An estimated 12.4 million Americans are living with heart disease and the prevalence of depression in hospitalized heart patients is 20 to 30 percent, according to Frazier. Increased inflammatory proteins can exacerbate heart disease.
Researchers will enroll 1,300 patients admitted to St. Luke's Episcopal Hospital, home of the Texas Heart Institute. Blood samples will be taken to measure inflammatory proteins and test for genetic markers and patients will be screened for depression. The patients will be followed for two years.
"Once we identify this group, we will treat them differently because these patients are more likely to have another event," Frazier said. "We can perhaps give them more intense interventions and cognitive therapy as well as medication for depression so they will have better outcomes."
Frazier said the study advances the NIH's interest in studying environmental factors of disease, in particular the environmental triggers of depression and the effects of depression treatments including medications, psychotherapies and self-management techniques such as exercise.

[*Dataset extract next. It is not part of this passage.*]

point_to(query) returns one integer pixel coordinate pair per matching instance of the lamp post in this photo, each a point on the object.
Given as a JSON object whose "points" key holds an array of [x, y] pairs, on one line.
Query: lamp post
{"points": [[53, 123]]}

In February of 2006, the U.S. Department of Health and Human Services launched an NIH initiative to identify the genetic and environmental links to common illnesses.
The study will include the nursing school's Biological Sciences Laboratory, The University of Texas Science Center at Houston's Human Genetics Center and its Center for Clinical and Translational Sciences, along with Baylor College of Medicine's Maria and Alando J. Ballantyne, M.D., Atherosclerosis Clinical Research Laboratory.
Co-investigators include: Eric Boerwinkle, Ph.D., professor and director, and Kathy Klos, Ph.D., both of the Human Genetics Center; and F. Gerard Moeller, M.D., professor of psychiatry and behavioral sciences at The University of Texas Medical School at Houston. Both Boerwinkle and Moeller also are on faculty at the UT Graduate School of Biomedical Sciences.